News & Views: Market Sizing Supplement 2025 – Your Mileage May Vary

Overview
Each year, our scholarly market sizing update and analysis goes way beyond open access headlines. One consistent finding is that market share of open and subscription access is highly dependent on subject area. This month we look at how to best use our Delta Think Data and Analytics Tool (DAT) to understand and analyze these variations. With coverage of approximately 220 detailed subject areas, the data shows that headlines can sometimes mask important detail.
Background
Since we began our scholarly journal market analyses in 2017, one of our core objectives has been to enable deep analysis of our headline findings.
Our annual market share updates represent a summing of data – more than 200 detailed subject areas, 200 or so countries, also split by society vs. non-society journal ownership. This level of detail is clearly too much for our monthly short-form analyses, so we present the market-wide headlines in our annual updates.
However, by picking one subject area as an example, we can see how much nuance lies beneath the surface, and why these variations matter.
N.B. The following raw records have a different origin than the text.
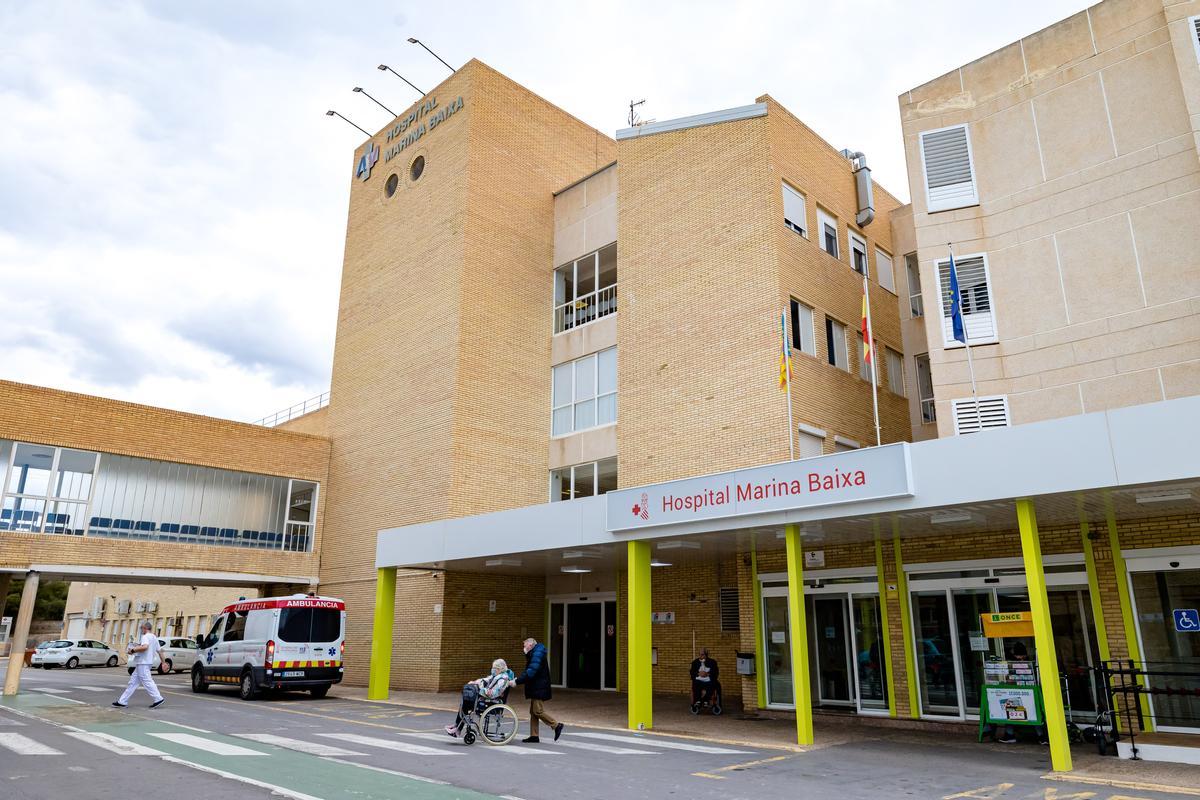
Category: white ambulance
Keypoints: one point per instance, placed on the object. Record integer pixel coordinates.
(274, 643)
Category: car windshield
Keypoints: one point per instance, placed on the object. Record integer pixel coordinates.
(310, 624)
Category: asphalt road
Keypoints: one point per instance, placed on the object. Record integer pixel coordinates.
(60, 738)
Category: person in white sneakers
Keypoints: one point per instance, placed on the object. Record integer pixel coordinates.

Subscribers to DAT can use our interactive tools to quickly and easily see each level of detail and filter for just those relevant to their organization.
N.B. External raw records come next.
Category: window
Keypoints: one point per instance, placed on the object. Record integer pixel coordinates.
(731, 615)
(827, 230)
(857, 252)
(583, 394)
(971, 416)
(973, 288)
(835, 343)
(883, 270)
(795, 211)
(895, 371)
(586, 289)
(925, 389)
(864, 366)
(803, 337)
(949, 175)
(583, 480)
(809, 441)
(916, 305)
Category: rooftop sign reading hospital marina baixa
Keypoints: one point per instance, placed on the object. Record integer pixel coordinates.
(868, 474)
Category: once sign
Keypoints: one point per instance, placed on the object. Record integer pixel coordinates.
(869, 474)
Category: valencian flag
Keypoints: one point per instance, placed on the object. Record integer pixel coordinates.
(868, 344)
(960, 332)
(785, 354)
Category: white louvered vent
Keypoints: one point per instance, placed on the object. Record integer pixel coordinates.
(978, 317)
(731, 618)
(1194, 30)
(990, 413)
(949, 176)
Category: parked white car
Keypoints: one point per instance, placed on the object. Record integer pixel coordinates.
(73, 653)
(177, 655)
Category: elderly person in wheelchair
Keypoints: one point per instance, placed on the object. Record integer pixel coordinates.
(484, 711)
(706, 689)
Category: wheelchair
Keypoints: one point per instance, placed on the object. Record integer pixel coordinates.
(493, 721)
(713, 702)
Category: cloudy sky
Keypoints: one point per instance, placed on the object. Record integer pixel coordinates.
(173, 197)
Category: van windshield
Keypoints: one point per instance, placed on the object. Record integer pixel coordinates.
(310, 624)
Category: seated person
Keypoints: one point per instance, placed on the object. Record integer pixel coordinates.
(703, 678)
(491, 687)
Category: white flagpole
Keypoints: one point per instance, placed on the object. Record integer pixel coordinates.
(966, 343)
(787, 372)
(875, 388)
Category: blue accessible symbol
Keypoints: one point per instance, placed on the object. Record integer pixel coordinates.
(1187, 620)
Market Share Variation by Subject Area
Our latest market headlines suggested that open access (OA) accounted for just under 50% of article output in 2024. However, this headline proportion varies considerably by subject area.
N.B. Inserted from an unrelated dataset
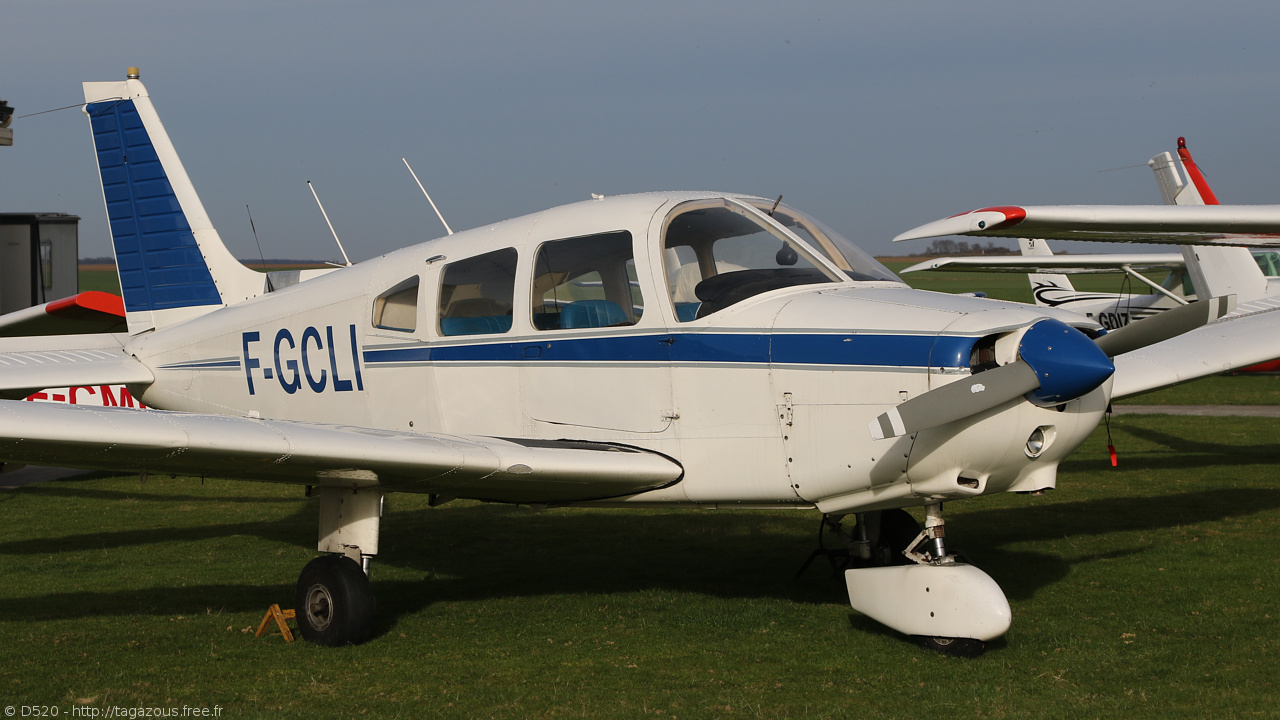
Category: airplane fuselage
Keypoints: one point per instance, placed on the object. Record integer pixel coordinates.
(763, 402)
Sources: OpenAlex, The Register for Scientific Journals, Series and Publishers, ANZSRC, Delta Think analysis.
The chart above compares share or total output and share of access types for major subject areas.
- It shows one bar for each major subject area across our sample of total monetizable scholarly journal output.
- The total length of each bar is proportional to the subject area’s share of all output. So, for example, Engineering & Technology accounted for 20% of global output in our sample.1
- The coloring of the bar shows the proportions of open access within each subject area (pink, left-hand side) with non-open access (grey, right-hand side).
We can see that prevalence of open access is dependent on subject area. For example, open access comprises around 90% of Multidisciplinary journal output, but 40% of Physical Sciences output. However, Multidisciplinary journals account for a small proportion of total output (around 3%). There are five times more articles published in Physical Sciences, so its footprint has far more impact in the overall market.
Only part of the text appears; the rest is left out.